L’Iran ne reconnaît pas l’existence d’Israël et annonce régulièrement la fin prochaine de l’Etat hébreu. La République islamique soutient financièrement et militairement les groupes armés palestiniens, notamment le Hamas qui contrôle la bande de Gaza et le Jihad islamique. Téhéran est également le parrain du Hezbollah chiite libanais, autre bête noire d’Israël.

Début mars, le président iranien Hassan Rouhani avait affirmé qu’Israël, considéré comme la seule puissance nucléaire du Moyen-Orient, était la « source du principal danger pour la région ».
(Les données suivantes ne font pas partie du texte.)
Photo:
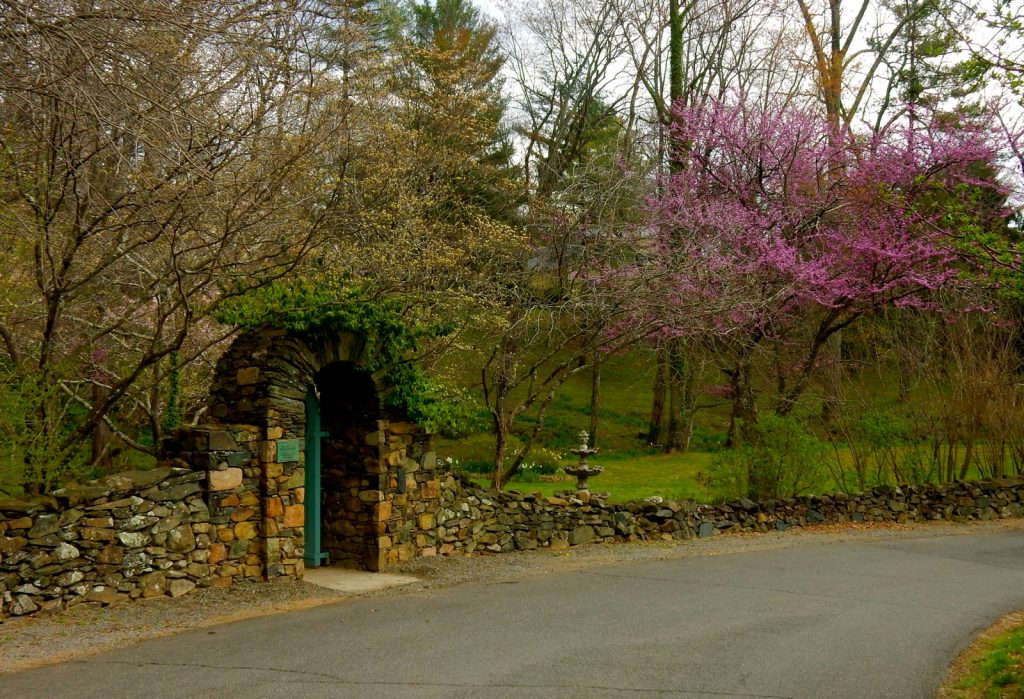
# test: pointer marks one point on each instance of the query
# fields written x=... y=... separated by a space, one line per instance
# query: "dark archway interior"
x=349 y=410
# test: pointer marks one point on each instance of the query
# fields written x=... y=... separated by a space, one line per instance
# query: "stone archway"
x=377 y=474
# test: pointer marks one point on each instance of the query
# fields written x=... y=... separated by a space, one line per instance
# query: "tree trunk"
x=680 y=397
x=744 y=408
x=595 y=398
x=101 y=436
x=833 y=380
x=660 y=386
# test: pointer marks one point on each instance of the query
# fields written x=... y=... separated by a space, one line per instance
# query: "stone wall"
x=470 y=520
x=228 y=504
x=132 y=535
x=143 y=534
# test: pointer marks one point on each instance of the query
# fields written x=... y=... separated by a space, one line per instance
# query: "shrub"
x=777 y=457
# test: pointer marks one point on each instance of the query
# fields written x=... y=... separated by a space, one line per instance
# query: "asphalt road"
x=858 y=619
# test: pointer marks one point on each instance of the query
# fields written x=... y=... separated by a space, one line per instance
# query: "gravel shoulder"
x=87 y=629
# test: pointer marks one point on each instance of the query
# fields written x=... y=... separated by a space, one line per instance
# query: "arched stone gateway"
x=306 y=465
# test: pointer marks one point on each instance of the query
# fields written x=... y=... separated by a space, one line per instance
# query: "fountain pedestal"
x=583 y=471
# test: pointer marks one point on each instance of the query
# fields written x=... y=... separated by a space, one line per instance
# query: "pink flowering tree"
x=818 y=227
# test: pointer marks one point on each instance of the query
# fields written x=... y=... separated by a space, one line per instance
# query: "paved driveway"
x=857 y=619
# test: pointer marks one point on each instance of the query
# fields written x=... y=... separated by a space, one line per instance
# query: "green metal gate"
x=314 y=557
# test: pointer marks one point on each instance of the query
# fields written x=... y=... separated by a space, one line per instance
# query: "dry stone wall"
x=229 y=501
x=152 y=533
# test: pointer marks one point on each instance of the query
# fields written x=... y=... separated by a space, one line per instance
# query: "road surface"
x=877 y=618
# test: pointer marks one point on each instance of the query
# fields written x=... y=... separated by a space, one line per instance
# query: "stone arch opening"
x=379 y=488
x=349 y=463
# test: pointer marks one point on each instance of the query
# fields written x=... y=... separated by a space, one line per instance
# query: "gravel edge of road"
x=86 y=629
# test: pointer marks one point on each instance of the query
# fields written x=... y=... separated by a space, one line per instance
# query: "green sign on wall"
x=288 y=450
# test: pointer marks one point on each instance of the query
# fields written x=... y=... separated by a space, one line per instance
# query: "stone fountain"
x=584 y=470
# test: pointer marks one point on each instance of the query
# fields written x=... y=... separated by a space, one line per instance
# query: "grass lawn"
x=629 y=478
x=995 y=670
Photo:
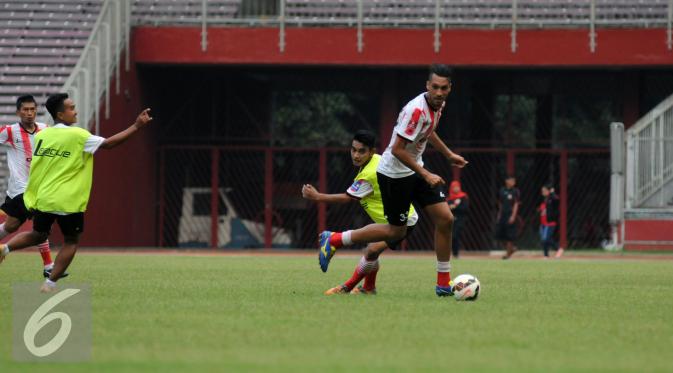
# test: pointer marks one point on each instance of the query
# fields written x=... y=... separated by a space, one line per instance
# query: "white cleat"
x=46 y=288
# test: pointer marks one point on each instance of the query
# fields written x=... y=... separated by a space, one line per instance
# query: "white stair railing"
x=90 y=80
x=649 y=159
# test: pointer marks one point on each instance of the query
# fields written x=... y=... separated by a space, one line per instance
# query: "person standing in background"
x=549 y=212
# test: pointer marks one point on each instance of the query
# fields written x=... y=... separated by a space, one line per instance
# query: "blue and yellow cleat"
x=444 y=291
x=326 y=250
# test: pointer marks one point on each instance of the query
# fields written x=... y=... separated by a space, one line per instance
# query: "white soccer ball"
x=466 y=287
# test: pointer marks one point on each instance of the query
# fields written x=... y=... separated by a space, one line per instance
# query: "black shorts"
x=398 y=194
x=71 y=224
x=505 y=231
x=394 y=245
x=15 y=208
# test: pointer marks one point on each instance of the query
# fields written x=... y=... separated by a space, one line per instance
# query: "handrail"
x=89 y=80
x=649 y=159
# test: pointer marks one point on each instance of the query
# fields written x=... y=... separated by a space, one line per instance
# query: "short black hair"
x=55 y=104
x=440 y=70
x=23 y=99
x=365 y=137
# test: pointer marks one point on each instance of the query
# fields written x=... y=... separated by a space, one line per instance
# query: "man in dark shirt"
x=549 y=212
x=509 y=199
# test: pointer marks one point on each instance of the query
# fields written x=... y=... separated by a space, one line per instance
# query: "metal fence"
x=250 y=197
x=436 y=14
x=649 y=167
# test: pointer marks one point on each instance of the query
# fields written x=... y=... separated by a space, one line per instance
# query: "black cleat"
x=47 y=272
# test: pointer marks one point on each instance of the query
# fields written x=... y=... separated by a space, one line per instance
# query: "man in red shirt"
x=549 y=212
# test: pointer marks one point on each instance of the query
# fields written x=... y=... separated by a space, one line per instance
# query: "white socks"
x=346 y=238
x=443 y=266
x=365 y=267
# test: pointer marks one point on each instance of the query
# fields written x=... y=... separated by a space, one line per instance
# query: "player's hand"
x=434 y=180
x=144 y=118
x=458 y=161
x=309 y=192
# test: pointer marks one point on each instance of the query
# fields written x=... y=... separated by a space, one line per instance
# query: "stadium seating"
x=40 y=42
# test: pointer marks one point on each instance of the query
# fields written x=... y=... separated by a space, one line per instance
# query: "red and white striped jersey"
x=19 y=144
x=415 y=123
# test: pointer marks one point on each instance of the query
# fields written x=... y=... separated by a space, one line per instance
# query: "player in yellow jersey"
x=60 y=180
x=364 y=189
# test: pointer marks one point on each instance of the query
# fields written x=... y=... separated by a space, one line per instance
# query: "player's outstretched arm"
x=143 y=119
x=308 y=191
x=441 y=147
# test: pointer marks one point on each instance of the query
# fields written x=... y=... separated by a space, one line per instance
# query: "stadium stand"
x=40 y=43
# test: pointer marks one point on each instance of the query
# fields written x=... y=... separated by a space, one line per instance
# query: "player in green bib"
x=60 y=180
x=364 y=189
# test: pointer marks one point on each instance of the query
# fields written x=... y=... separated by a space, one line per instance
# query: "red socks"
x=443 y=279
x=336 y=240
x=370 y=281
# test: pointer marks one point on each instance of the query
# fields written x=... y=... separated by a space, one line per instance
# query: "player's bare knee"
x=39 y=237
x=11 y=227
x=74 y=239
x=397 y=233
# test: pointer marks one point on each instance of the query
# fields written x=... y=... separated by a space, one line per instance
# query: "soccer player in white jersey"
x=403 y=179
x=17 y=138
x=365 y=189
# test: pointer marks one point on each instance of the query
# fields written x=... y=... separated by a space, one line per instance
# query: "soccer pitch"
x=267 y=313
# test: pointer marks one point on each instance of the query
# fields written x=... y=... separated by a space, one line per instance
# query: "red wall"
x=329 y=46
x=122 y=210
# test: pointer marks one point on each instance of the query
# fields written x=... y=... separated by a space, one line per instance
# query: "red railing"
x=235 y=196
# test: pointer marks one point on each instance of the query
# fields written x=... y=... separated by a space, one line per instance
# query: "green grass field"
x=220 y=313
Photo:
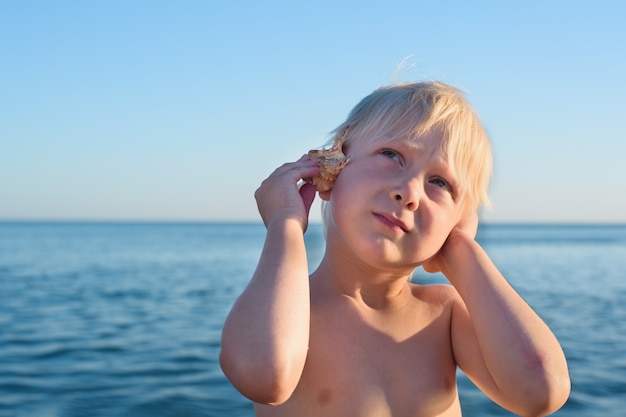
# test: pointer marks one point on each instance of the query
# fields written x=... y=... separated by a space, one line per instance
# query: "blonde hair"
x=414 y=109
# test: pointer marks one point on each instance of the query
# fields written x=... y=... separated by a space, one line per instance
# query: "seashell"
x=331 y=162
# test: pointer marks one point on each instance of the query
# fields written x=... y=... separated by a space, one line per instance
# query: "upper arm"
x=466 y=348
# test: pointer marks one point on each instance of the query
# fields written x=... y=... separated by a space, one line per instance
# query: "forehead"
x=432 y=142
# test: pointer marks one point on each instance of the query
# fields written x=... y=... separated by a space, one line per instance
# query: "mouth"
x=392 y=222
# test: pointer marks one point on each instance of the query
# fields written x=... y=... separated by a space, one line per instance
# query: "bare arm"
x=498 y=340
x=265 y=337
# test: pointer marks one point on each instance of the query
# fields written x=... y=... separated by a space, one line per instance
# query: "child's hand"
x=278 y=197
x=465 y=229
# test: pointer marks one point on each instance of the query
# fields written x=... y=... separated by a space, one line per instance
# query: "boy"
x=357 y=338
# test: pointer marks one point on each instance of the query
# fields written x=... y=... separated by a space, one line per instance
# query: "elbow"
x=258 y=380
x=549 y=392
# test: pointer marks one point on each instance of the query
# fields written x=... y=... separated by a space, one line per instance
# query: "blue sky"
x=155 y=110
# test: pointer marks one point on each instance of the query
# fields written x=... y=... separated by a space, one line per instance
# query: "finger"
x=307 y=192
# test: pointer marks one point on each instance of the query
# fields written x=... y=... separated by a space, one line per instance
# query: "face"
x=395 y=203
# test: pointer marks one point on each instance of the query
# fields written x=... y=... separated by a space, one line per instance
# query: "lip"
x=392 y=221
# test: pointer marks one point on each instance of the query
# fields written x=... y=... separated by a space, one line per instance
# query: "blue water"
x=123 y=319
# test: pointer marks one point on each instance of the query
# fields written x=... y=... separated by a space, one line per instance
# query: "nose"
x=407 y=194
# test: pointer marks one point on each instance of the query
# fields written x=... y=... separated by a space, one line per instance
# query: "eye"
x=441 y=183
x=391 y=154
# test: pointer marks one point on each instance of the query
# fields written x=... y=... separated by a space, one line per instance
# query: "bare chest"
x=355 y=368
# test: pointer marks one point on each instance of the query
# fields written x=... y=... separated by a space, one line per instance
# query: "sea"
x=124 y=318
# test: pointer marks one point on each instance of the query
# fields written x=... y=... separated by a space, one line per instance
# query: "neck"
x=376 y=289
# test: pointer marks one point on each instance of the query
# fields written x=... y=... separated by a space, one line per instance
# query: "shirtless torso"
x=373 y=362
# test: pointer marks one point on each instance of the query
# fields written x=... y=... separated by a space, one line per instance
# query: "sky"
x=163 y=110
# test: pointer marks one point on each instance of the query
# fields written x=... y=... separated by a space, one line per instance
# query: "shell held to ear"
x=331 y=162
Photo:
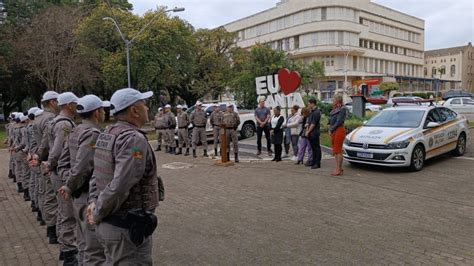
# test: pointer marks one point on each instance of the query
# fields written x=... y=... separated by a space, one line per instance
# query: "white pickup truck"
x=246 y=128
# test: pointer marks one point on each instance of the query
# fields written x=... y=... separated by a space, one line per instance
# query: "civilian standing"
x=263 y=116
x=337 y=131
x=277 y=132
x=313 y=134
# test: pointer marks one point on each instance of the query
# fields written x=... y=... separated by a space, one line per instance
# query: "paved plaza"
x=265 y=213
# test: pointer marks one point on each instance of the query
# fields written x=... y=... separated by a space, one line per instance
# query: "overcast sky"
x=447 y=23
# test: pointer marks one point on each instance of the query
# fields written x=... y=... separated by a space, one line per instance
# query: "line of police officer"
x=165 y=124
x=96 y=191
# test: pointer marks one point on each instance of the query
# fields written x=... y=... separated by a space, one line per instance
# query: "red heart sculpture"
x=289 y=81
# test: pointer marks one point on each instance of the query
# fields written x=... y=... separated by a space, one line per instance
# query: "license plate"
x=365 y=155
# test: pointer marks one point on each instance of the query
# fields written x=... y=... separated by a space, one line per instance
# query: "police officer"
x=170 y=117
x=199 y=121
x=33 y=170
x=61 y=126
x=216 y=120
x=46 y=195
x=183 y=134
x=76 y=165
x=125 y=183
x=231 y=121
x=160 y=127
Netanyahu, au pouvoir depuis 2009, a obtenu mardi une éclatante victoire aux législatives et devrait être appelé à assumer son troisième mandat consécutif, son quatrième en comptant celui de 1996-1999. Il a régulièrement dénoncé la conclusion d’un éventuel accord entre l’Iran et les grandes puissances sur le programme nucléaire controversé de Téhéran. Selon lui, un accord « pourrait mettre en danger (l’)existence » d’Israël.